The goal was to create a very easy to use, intuitive, and manageable interface which viewers could use without going through a webinar on how to navigate it. The resulting interface responded to the necessities of showing art exhibitions when travel was not possible and to making exhibitions more accessible. As one of the oldest art institutions in Estonia, Tallinn Art Hall has been putting together international exhibitions since 1934, and the virtual exhibition platform will bring our programming even closer to the global audience. When conceptualizing the interface, it was essential to think about how it could give viewers the fine details of the artwork and the experience of the space they were in. How to give viewers the impression that they could almost touch the exhibits?
The solution was inspired by the cinematography of Jim Jarmusch’s films, where the director begins by showing an overall view with a slow-moving camera. By filming the exhibitions so that they would give the impression of an exceptional experience, and overlaying this with an interactive system that was easily accessible, the team created a prototype that had both a minimal amount of user interface and showed all the details of an exhibition. The navigation buttons are overlaid on top of the video, which allows the viewer to select the language (offering Russian, Estonian, English, and Estonian Sign Language) and move through the different sections of the exhibition. Since Tallinn Art Hall exhibitions are very different from out another, the resulting interface had to balance different layers: between the navigation, wider shots of the room, views of an artwork or a series in its entirety and closeup shots, showing the texture and material or giving the viewer the option to play embedded videos.

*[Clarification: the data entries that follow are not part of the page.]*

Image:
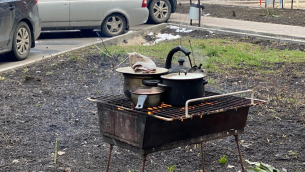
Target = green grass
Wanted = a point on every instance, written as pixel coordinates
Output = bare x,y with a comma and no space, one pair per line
215,52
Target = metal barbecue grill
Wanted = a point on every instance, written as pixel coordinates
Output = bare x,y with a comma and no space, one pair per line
165,127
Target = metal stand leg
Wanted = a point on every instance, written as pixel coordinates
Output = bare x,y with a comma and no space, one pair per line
241,160
202,158
143,162
108,163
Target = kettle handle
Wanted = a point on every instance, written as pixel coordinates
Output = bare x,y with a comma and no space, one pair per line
168,63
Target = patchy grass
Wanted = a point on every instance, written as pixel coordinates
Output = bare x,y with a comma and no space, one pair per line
215,52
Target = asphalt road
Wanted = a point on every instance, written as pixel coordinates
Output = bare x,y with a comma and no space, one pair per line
54,42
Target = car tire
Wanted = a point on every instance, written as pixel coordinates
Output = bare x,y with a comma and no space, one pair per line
113,25
159,11
22,42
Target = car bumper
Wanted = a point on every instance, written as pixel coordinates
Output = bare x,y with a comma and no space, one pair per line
137,16
36,22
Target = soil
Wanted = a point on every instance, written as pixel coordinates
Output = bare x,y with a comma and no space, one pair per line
46,102
270,15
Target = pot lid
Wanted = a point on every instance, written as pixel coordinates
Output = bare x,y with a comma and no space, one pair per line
183,76
129,70
147,90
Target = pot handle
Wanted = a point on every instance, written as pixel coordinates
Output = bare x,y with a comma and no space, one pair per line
141,101
166,87
205,82
150,82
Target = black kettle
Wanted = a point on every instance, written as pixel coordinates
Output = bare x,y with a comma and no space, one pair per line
168,63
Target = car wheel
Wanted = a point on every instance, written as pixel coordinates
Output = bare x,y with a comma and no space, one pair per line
22,41
113,25
159,11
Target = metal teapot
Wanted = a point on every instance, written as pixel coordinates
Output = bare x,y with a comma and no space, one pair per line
168,63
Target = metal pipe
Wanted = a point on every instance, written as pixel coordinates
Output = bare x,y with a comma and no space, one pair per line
202,157
108,163
240,158
217,96
124,108
143,162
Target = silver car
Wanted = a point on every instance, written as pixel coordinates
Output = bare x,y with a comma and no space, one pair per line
112,17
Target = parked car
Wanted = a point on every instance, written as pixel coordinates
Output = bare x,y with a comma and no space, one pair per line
112,17
160,10
19,27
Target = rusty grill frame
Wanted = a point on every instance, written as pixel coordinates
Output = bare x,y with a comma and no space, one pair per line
204,107
219,116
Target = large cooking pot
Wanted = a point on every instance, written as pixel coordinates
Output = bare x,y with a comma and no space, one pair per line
180,87
144,97
134,79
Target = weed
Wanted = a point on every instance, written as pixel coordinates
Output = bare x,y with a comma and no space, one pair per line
78,59
211,81
171,168
294,154
212,53
202,46
223,159
262,167
56,152
49,73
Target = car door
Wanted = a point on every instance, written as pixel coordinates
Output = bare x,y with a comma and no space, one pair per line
54,14
88,12
7,17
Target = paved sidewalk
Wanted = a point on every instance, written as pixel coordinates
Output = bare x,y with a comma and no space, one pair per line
246,27
249,3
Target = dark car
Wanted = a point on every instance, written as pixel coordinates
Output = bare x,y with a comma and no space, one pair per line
160,10
19,27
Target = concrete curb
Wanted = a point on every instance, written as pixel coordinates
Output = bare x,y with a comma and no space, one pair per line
107,41
245,33
157,28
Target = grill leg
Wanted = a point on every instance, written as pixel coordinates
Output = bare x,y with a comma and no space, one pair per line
202,157
241,160
108,163
143,162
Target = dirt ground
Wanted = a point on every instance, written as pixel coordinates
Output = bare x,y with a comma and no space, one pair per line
47,101
277,15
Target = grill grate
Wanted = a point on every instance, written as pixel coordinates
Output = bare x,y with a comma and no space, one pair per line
169,112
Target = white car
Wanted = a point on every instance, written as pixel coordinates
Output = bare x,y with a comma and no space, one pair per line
112,17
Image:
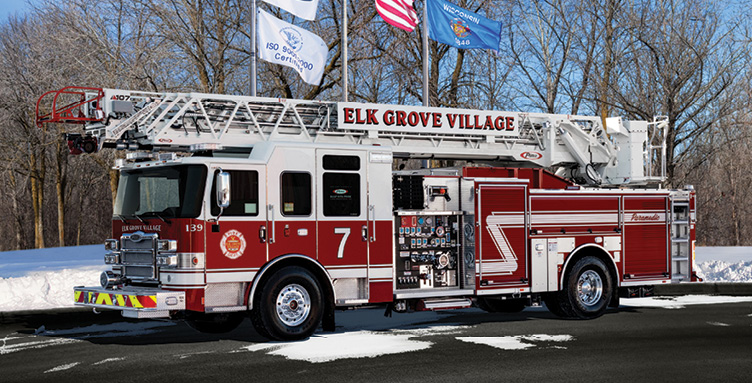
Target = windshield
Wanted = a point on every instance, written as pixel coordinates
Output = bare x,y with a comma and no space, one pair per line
164,192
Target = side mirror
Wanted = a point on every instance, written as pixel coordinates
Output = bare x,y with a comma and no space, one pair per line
223,189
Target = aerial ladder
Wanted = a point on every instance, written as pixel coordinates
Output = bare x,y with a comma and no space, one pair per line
577,147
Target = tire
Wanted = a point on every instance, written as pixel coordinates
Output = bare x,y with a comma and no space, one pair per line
588,289
289,306
495,305
214,323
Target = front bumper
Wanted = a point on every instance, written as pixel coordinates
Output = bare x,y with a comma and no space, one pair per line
134,302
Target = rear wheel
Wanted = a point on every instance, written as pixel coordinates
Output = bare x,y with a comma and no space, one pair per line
214,323
290,305
588,289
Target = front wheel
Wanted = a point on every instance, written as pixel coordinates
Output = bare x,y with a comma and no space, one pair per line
290,305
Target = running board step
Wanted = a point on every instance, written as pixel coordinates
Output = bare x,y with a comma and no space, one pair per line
443,304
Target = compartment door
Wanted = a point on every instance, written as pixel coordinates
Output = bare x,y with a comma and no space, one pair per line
502,235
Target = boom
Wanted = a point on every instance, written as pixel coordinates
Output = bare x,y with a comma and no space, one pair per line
578,147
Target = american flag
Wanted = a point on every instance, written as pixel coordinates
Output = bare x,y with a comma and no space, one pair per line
398,13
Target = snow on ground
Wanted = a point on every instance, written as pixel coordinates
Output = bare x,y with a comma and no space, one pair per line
44,279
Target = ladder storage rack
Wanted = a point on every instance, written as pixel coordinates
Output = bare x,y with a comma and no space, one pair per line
680,241
577,147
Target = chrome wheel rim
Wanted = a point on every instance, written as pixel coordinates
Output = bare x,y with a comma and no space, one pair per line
293,305
589,288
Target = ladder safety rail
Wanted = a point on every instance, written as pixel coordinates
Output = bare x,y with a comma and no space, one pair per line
572,145
75,111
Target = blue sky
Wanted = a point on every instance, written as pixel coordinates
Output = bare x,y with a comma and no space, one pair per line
10,6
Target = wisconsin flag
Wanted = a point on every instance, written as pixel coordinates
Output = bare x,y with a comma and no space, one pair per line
282,43
305,9
398,13
460,28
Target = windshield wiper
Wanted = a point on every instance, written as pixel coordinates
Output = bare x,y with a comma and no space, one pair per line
161,218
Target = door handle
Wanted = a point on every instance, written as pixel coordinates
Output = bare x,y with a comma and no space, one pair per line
262,234
270,209
372,213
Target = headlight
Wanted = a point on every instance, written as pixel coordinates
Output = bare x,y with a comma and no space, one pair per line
167,260
112,258
111,244
167,245
109,279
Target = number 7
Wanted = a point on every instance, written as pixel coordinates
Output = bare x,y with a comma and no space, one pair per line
346,232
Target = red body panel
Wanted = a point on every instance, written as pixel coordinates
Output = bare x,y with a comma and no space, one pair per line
646,236
502,252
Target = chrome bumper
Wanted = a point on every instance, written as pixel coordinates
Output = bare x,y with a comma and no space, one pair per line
132,301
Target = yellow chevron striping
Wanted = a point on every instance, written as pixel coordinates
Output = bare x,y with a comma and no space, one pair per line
104,299
135,302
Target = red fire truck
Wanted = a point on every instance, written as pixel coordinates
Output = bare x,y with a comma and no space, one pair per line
286,210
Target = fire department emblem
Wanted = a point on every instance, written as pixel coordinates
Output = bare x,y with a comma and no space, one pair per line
232,244
459,28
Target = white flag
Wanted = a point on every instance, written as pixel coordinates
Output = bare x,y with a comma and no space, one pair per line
282,43
305,9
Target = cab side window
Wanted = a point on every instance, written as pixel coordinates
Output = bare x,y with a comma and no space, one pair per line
243,194
341,188
296,197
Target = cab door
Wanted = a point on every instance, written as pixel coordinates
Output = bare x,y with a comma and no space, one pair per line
343,230
236,242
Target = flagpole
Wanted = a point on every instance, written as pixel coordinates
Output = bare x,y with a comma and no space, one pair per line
344,50
426,95
253,48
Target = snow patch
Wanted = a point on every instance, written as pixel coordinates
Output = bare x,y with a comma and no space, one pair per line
349,345
108,360
682,301
721,271
22,262
41,290
63,367
518,342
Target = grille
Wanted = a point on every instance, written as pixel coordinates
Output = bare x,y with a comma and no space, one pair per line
138,251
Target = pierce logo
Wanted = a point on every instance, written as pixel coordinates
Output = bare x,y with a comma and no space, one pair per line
232,244
531,155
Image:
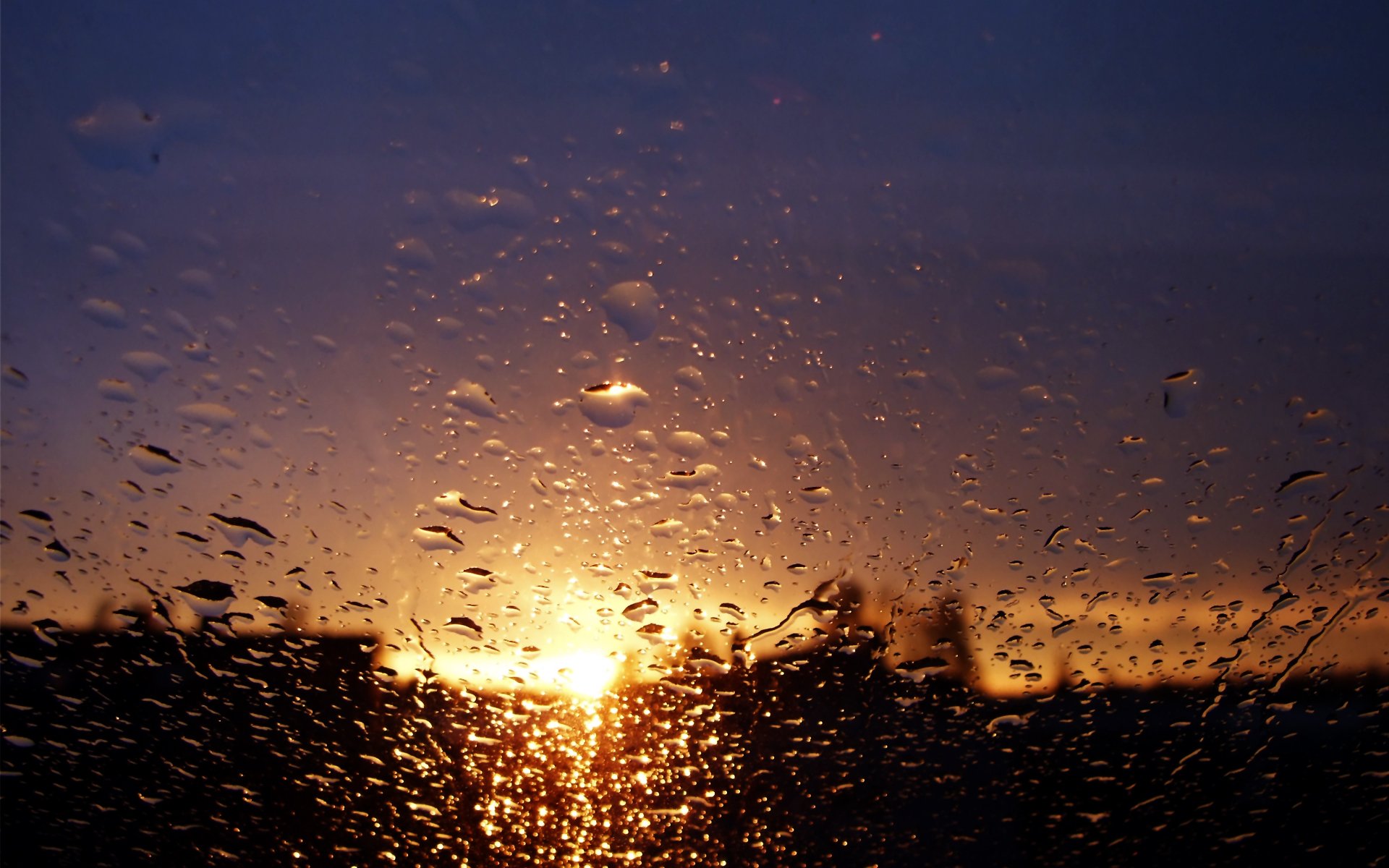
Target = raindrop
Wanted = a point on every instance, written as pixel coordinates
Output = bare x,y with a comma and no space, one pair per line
613,404
155,460
146,365
632,306
104,312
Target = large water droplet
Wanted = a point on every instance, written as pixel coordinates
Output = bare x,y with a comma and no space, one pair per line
634,306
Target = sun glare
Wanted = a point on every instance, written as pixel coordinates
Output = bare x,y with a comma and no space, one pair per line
587,674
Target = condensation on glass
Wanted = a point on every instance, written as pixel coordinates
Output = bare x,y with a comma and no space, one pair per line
439,436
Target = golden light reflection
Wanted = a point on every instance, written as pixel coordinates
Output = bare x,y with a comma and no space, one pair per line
587,674
578,781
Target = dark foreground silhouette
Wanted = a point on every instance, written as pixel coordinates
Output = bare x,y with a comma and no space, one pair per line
196,749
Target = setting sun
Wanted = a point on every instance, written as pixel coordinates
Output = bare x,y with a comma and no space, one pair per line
587,674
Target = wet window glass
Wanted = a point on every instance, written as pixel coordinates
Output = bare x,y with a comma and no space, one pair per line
472,434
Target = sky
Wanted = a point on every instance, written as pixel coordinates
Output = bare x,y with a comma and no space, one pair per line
1066,314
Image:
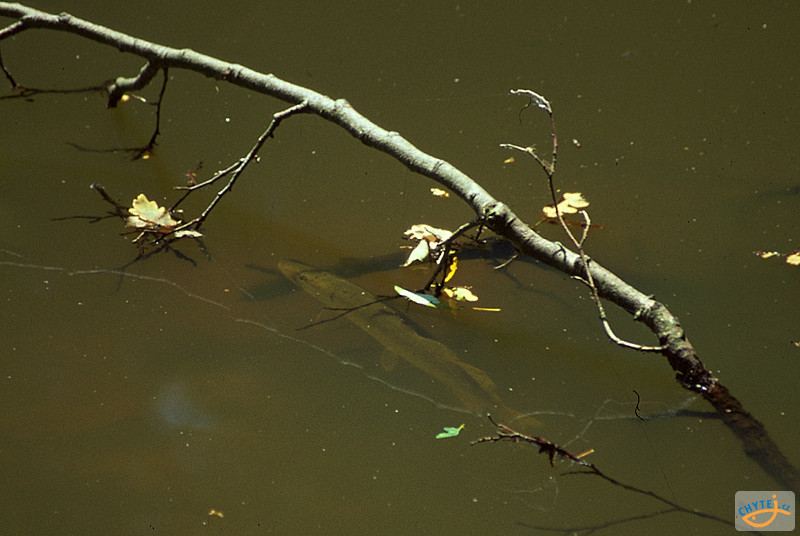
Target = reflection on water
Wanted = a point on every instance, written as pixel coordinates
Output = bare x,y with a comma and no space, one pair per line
139,397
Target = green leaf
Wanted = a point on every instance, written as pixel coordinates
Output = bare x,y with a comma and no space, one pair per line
449,431
417,297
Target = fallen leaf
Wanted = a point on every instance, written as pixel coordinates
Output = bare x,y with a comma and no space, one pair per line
460,294
417,297
419,253
451,271
570,203
421,231
449,431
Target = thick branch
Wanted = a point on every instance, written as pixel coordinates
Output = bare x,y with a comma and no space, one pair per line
499,217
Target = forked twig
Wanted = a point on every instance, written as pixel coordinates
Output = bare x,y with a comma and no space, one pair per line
550,169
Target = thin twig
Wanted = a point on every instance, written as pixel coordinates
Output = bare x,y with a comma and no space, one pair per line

The interface experience resembles an actual visit to our exhibition space, and for this, the inspiration provided by films was vital. The best films enhance human perception, and the goal here was not to create another work of art but to create access to art, to make it accessible to everyone so that it would also be sharable, scalable and open to be repeated in any art institution in the world. For this, the cinematographer translated depth cues and her knowledge of human perception into camera movement. Creating a very smooth camera movement, the team did not want to add anything herself, but to make the exhibition as accessible as possible. The result was a series of high-resolution video walkthroughs, shot from fixed positions, creating spaces as by moving a camera similar to a film or a video game.
Transcending space and advancing the possibility of allowing people to be in spaces they cannot travel to, our virtual exhibitions platform is a project that continues to be open for further development and collaboration. Our ultimate goal is to publish the cinematography guide and code with free access, which could be used by any cultural institutions worldwide who may be interested.